Nakashima, a 21-year-old who grew up in San Diego and trained extensively at the event’s site as a junior, clinched the opening set in only 30 minutes. The second set, filled with lengthy rallies, took nearly an hour.

Giron, the No. 5 seed and former NCAA title winner from UCLA, wasn’t able to fend off Nakashima’s persistent ground strokes and well-placed serves. Nakashima had eight aces, six in the first set.

Serving at 5-4 in the second set, Nakashima tallied the match’s deciding two points when Giron pushed an easy volley into the net, followed by Nakashima’s second-serve ace.

He earned $93,090, about half of what received for reaching the third round of the U.S. Open in early September.

Nakashima, who was ranked No. 69 on the ATP Tour, moved up to 48, his highest ranking in nearly three years on tour.
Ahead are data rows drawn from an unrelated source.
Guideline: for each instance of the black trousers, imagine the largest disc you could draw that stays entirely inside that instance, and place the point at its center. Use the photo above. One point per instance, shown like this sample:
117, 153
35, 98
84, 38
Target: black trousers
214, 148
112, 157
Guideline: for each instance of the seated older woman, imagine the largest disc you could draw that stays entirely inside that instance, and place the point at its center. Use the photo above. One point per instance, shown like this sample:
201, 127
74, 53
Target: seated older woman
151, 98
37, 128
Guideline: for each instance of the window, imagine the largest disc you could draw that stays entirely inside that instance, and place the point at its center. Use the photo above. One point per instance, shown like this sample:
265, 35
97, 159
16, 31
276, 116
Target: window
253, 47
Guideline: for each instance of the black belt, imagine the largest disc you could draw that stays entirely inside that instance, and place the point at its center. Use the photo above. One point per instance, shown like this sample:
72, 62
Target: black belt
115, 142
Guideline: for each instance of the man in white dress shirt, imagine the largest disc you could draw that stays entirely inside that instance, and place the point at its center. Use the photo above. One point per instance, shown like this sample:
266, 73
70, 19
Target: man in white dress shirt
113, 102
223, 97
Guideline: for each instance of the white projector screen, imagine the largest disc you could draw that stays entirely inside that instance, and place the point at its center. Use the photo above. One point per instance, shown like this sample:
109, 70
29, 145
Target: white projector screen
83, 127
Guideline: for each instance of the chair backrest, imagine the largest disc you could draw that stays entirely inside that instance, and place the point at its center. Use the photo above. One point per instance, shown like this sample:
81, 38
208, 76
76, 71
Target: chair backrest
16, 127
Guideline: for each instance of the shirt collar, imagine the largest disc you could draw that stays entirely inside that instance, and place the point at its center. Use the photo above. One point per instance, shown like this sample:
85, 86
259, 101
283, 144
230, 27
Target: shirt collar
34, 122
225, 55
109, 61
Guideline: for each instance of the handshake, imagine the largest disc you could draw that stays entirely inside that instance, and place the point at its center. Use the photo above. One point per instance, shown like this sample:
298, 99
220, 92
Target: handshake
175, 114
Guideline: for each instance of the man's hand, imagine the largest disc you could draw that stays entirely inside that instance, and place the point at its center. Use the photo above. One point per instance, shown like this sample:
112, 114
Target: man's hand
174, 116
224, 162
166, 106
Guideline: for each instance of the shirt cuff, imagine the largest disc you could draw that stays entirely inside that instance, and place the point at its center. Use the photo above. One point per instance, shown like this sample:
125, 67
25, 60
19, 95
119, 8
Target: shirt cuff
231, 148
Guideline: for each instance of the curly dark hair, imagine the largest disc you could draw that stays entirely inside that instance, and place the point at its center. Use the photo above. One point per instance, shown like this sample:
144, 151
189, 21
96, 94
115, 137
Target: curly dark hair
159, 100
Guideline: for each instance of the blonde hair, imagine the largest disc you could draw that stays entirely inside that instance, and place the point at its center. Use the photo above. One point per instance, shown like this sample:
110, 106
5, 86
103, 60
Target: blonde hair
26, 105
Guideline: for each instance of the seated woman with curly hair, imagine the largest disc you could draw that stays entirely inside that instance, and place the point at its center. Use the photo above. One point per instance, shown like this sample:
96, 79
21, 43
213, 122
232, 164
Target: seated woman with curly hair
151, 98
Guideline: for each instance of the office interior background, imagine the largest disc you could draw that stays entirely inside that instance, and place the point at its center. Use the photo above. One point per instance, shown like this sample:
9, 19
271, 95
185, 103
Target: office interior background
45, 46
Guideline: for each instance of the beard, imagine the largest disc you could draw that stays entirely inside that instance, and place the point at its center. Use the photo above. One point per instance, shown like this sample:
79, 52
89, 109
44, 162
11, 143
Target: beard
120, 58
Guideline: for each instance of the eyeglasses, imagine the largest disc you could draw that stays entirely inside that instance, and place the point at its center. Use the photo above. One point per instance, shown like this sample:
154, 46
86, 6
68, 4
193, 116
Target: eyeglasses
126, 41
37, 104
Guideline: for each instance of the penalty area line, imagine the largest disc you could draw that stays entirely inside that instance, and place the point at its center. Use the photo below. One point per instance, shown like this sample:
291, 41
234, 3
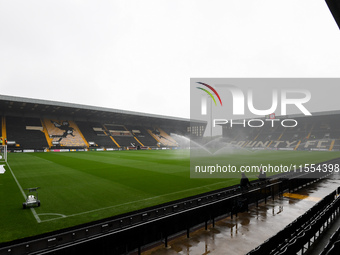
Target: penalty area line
23, 193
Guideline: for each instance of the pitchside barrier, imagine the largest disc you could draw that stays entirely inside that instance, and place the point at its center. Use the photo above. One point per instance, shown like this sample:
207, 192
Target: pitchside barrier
137, 230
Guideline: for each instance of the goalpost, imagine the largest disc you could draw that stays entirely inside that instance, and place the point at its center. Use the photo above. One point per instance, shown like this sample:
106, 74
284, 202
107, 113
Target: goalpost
3, 153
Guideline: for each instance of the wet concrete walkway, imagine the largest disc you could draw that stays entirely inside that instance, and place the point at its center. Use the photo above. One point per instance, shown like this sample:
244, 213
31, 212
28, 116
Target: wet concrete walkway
250, 229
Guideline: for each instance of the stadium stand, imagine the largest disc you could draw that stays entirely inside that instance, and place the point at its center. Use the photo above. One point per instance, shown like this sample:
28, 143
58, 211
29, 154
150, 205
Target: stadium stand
162, 137
95, 134
142, 135
65, 133
25, 133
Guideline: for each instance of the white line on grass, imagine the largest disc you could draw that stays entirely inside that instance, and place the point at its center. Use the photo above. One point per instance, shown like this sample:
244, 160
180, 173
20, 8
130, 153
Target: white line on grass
132, 202
23, 193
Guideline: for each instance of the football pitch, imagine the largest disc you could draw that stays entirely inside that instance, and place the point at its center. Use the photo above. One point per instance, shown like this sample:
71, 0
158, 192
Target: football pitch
80, 187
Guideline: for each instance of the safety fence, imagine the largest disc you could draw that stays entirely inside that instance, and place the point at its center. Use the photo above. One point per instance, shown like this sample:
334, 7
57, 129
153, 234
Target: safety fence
137, 230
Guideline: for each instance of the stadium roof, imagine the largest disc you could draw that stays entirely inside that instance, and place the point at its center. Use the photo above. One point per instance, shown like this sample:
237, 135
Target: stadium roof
26, 107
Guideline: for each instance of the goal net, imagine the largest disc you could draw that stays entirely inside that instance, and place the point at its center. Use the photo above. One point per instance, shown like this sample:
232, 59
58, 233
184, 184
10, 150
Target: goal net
3, 153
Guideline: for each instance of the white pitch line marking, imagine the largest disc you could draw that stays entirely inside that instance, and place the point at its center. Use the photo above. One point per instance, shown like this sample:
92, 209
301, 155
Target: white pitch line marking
23, 193
132, 202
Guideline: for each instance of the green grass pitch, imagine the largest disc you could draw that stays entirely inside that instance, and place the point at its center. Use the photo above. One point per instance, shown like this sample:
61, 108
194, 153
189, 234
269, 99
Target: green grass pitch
79, 187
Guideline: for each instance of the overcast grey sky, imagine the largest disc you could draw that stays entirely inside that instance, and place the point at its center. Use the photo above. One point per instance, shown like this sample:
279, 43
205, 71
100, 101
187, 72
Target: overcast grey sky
140, 55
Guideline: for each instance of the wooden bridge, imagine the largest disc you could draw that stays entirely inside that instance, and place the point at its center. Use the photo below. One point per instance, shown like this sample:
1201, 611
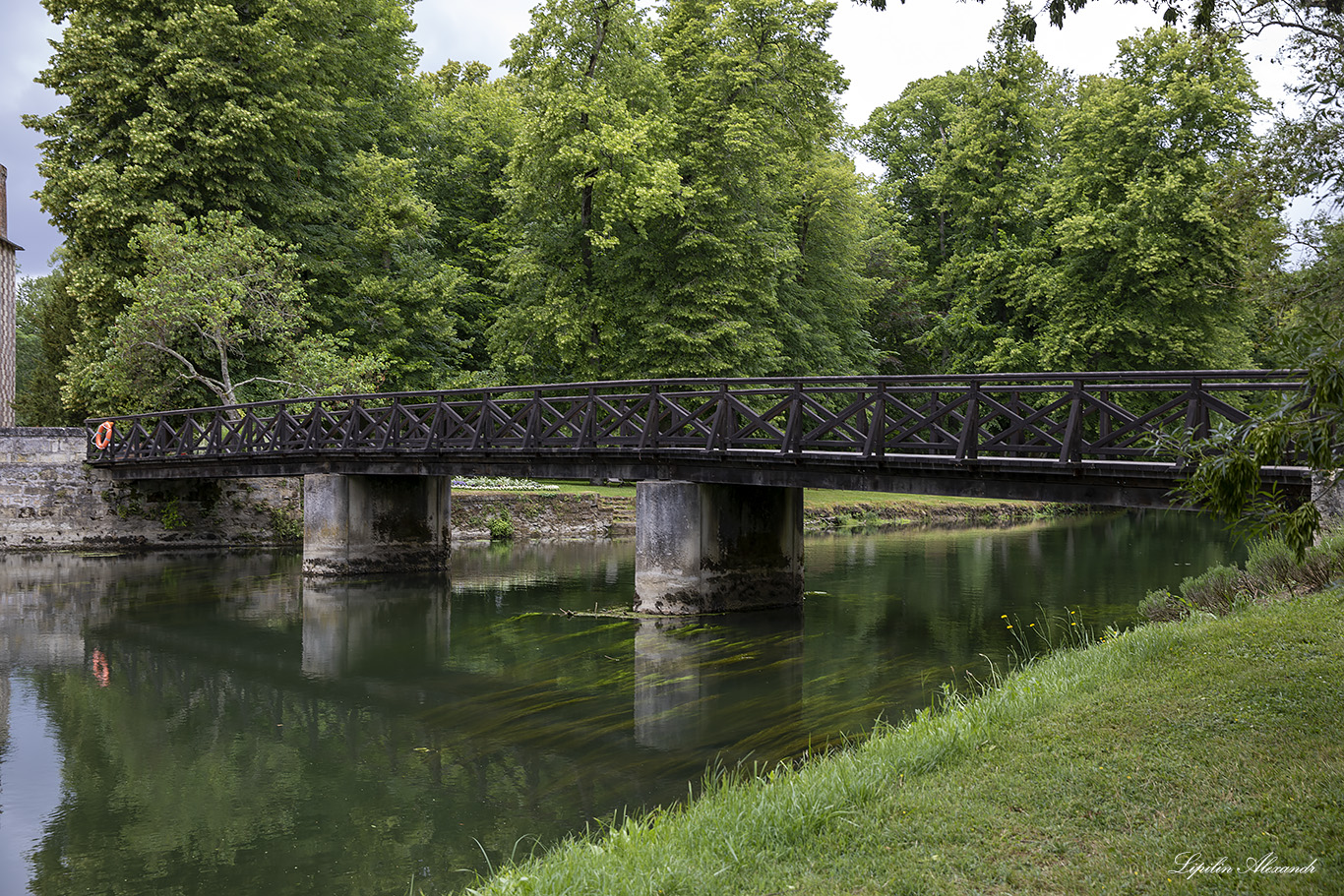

Despite the loss, Giron moved up to 53 from 58.

Not only was the singles title claimed by an American, the doubles title also taken by an American duo as the second-seeded pair of Nathaniel Lammons and Jackson Withrow defeated Australians Jason Kubler and Luke Saville 7-6 (5), 6-2.

The $612,00 event was held at Barnes Tennis Center, which next hosts the $757,900 WTA 500 San Diego Open, Oct. 8-16. That will feature 16 of the world’s top-ranked 20 women pros, led by No. 1 Iga Swiatek.